Rechtspraak
Werknemer is per 1 oktober 2009 voor de duur van één jaar op basis van een arbeidsovereenkomst bij Mandate in dienst getreden als DTP'er. Onmiddellijk hieraan voorafgaand heeft werknemer een jaar met behoud van zijn WW-uitkering voor Mandate gewerkt. In de arbeidsovereenkomst staat opgenomen dat deze tussentijds kan worden opgezegd, indien sprake is van aantoonbaar ondeugdelijke arbeid van de werknemer. Op 12 oktober 2009 heeft Mandate de arbeidsovereenkomst met onmiddellijke ingang beëindigd. Bij brief van haar advocaat van 27 januari 2010 heeft zij de overeenkomst vernietigd wegens bedrog althans dwaling (werknemer zou de schijn hebben gewekt eenvoudige websites te kunnen bouwen, terwijl dit niet het geval bleek te zijn). Werknemer heeft zich op het standpunt gesteld dat Mandate schadeplichtig is en derhalve € 25.297 aan gefixeerde schadevergoeding moet betalen. De kantonrechter heeft de vorderingen van werknemer toegewezen.
Het hof oordeelt als volgt. Anders dan Mandate meent, blijkt niet dat werknemer onjuiste mededelingen heeft gedaan over zijn capaciteiten.
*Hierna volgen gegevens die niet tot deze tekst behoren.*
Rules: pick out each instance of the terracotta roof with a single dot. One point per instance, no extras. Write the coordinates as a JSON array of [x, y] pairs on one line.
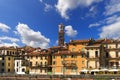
[[80, 41], [65, 52], [108, 41]]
Het lijkt eerder dat Mandate ten onrechte heeft aangenomen dat werknemer in staat zou zijn zelfstandig eenvoudige websites te bouwen. Deze verkeerde inschatting komt voor rekening en risico van Mandate. Ook als het hof er (veronderstellenderwijs) met Mandate van uitgaat dat zij in redelijkheid meer van werknemer mocht verwachten dan deze in oktober 2009 waarmaakte, kan niet worden gezegd dat werknemer de bekwaamheid of geschiktheid voor zijn functie (toen al) bleek te missen, laat staan dat dat, zoals artikel 7:678 lid 2 aanhef en sub b BW eist, in ernstige mate het geval was. Het hof neemt daarbij in overweging dat werknemer, naar Mandate bekend was, op dat moment zijn opleiding nog niet had voltooid. Mandate heeft de conclusie dat werknemer, kort gezegd, ongeschikt was voor zijn functie, simpelweg te snel getrokken. Dat het dienstverband nog geen twee weken heeft geduurd en een schadevergoeding van ruim € 25.000 tegen die achtergrond fors is, is juist, maar vormt geen reden tot matiging omdat deze omstandigheid uitsluitend aan de handelwijze van Mandate te wijten is.